# Spiegelung im Wasser



## Symetrie (10. September 2004)

Hallo,
ich möchte gerne in die Oberfläche eines Flusses die Spiegelung eines Gesichtes einbringen. Im Anhang habe ich ein Bild. Mein Scanner ist nicht der allerbeste aber ich hoffe ihr könnt erkennen was ich meine und habt mir da ein paar Tips.
Danke


----------



## MMC2002 (11. September 2004)

Hallo,
ich bin zwar auch nicht so der Photoshop-Profi, aber ich würde es folgendermaßen probieren.
- Gesicht freistllen
- Auf das "Fluss"-Bild ziehen
- dann bei der Ebene wo das Gesicht ist, den Ebenenmodus auf Ineinanderkopieren stellen und dann eventuell noch die Farbe anpassen

Ich hoffe, ich konnte helfen.

Gruß
MMC2oo2


----------



## ShadowMan (11. September 2004)

Hi ihr beiden!

Ganz so einfach wird das nicht. Du hast wenn du den Ebenenmodus Ineinanderkopieren verwendest ja keine noch Brechungen, die das Glasmaterial ja in dem Sinne charakterisieren.

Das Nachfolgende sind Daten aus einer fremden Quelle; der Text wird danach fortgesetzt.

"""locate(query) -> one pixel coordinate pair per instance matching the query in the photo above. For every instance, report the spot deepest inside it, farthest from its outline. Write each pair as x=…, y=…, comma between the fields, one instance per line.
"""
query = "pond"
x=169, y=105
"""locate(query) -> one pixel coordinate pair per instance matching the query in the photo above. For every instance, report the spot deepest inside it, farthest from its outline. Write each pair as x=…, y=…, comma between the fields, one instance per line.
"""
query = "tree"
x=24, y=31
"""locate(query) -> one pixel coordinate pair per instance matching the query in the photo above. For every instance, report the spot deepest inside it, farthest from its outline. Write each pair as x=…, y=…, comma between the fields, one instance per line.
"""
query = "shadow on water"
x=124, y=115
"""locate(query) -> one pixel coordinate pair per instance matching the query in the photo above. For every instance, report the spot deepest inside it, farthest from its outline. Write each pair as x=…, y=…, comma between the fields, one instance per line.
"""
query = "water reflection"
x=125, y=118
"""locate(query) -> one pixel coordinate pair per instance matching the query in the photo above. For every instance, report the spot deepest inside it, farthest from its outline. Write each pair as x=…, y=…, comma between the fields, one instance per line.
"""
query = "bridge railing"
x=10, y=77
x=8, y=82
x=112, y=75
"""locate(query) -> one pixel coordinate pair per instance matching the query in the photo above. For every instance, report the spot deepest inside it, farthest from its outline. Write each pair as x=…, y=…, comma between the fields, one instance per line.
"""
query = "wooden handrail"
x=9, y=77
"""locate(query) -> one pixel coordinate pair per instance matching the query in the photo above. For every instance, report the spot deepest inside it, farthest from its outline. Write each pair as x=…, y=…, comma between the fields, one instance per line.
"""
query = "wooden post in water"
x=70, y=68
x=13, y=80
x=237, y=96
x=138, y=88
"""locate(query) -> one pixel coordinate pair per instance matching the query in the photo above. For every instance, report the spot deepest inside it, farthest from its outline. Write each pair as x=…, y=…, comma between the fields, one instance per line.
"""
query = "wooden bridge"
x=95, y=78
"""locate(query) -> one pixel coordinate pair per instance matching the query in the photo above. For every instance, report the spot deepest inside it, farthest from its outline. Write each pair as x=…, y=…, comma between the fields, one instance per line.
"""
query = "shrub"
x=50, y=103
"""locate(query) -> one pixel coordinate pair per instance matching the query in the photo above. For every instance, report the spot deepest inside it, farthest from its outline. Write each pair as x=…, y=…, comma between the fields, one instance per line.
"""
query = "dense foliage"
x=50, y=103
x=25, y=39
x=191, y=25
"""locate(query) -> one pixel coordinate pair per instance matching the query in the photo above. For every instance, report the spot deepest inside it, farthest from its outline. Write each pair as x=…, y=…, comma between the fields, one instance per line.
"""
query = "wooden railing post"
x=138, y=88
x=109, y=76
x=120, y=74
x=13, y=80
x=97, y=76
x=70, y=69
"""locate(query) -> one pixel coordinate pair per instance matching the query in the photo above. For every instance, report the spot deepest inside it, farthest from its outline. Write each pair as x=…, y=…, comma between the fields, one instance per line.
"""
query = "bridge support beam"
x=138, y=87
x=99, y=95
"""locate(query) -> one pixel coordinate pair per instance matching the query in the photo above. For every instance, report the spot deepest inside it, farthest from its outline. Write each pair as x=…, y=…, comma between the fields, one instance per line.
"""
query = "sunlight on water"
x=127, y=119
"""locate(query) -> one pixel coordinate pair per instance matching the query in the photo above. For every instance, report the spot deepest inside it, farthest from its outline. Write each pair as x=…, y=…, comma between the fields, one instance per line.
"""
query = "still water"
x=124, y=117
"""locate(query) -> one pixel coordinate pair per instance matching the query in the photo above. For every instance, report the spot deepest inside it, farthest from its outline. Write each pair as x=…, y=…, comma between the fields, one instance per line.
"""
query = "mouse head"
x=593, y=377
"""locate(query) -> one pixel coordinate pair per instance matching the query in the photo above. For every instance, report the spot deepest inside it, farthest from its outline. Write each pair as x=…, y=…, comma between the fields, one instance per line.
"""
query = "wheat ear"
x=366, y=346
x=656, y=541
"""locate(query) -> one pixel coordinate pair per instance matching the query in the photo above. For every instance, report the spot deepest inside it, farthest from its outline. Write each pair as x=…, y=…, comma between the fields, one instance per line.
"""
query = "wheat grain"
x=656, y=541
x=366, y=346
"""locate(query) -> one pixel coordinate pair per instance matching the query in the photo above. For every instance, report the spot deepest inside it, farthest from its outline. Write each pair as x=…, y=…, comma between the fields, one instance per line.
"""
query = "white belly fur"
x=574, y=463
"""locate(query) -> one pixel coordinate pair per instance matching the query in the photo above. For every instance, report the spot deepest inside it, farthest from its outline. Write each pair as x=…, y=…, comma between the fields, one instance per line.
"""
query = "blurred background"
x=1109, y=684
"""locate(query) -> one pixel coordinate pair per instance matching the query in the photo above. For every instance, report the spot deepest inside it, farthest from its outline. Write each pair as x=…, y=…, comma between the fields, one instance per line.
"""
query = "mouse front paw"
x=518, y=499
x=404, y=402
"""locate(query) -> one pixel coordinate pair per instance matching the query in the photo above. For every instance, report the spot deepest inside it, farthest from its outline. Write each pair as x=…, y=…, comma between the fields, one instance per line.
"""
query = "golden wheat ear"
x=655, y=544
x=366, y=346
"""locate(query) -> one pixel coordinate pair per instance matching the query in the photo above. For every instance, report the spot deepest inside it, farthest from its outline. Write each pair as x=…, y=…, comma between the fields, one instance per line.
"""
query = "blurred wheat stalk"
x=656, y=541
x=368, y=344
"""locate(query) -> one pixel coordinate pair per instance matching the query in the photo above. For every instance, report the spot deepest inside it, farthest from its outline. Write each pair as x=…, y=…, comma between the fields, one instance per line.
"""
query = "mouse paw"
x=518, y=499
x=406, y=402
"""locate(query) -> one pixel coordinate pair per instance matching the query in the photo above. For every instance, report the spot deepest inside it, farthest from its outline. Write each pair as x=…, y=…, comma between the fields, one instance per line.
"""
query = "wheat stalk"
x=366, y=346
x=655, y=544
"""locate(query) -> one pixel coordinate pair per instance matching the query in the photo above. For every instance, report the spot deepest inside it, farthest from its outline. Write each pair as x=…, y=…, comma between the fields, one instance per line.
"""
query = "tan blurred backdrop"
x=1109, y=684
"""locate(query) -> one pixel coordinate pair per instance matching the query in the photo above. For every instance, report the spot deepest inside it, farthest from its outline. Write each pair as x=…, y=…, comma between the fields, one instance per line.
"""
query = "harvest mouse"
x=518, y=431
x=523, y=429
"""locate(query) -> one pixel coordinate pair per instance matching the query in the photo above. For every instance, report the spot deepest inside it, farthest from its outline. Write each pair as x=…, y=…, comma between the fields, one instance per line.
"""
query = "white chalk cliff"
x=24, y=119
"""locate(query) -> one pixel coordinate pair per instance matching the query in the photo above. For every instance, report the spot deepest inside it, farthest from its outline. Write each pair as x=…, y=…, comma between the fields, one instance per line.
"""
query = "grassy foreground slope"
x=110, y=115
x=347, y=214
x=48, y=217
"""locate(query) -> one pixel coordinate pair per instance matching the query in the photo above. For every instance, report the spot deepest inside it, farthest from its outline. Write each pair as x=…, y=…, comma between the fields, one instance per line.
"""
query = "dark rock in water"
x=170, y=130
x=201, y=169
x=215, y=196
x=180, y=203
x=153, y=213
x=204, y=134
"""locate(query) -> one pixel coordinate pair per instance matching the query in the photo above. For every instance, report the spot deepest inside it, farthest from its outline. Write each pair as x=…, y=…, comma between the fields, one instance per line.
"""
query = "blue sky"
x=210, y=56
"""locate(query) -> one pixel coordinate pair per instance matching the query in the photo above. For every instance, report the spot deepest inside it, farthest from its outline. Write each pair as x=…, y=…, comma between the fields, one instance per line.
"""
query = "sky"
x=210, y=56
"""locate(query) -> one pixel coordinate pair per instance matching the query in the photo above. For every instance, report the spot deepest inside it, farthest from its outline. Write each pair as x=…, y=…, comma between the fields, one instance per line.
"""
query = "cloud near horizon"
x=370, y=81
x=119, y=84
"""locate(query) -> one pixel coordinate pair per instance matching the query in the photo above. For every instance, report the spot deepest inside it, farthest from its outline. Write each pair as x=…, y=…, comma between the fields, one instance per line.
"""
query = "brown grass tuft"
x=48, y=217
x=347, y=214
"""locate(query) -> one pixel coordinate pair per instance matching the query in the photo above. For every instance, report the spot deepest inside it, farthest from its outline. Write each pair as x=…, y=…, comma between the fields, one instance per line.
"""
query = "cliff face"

Oder ist dir das nicht so wichtig?

Sonst such doch mal im Forum oder bei google nach "Glasbuttons" oder so.

Für mich sieht das Bild übrigens mehr nach einem Himmel + Glasmaske aus.

Lieben Gruß,
Manuel ;-]


----------



## da_Dj (12. September 2004)

Freistellen [auch Gesichtspartien evtl. teilweise raus] Ebenenmodus mit abgeflachter Kante & Relief, und dann 'Fläche' auf 0%,. Evtl. auf einer 2. Ebene noch ein wenig mit schwarz/weiß [bzw raufstufen] malen, dann solltest sowas in etwa hinkriegen.


----------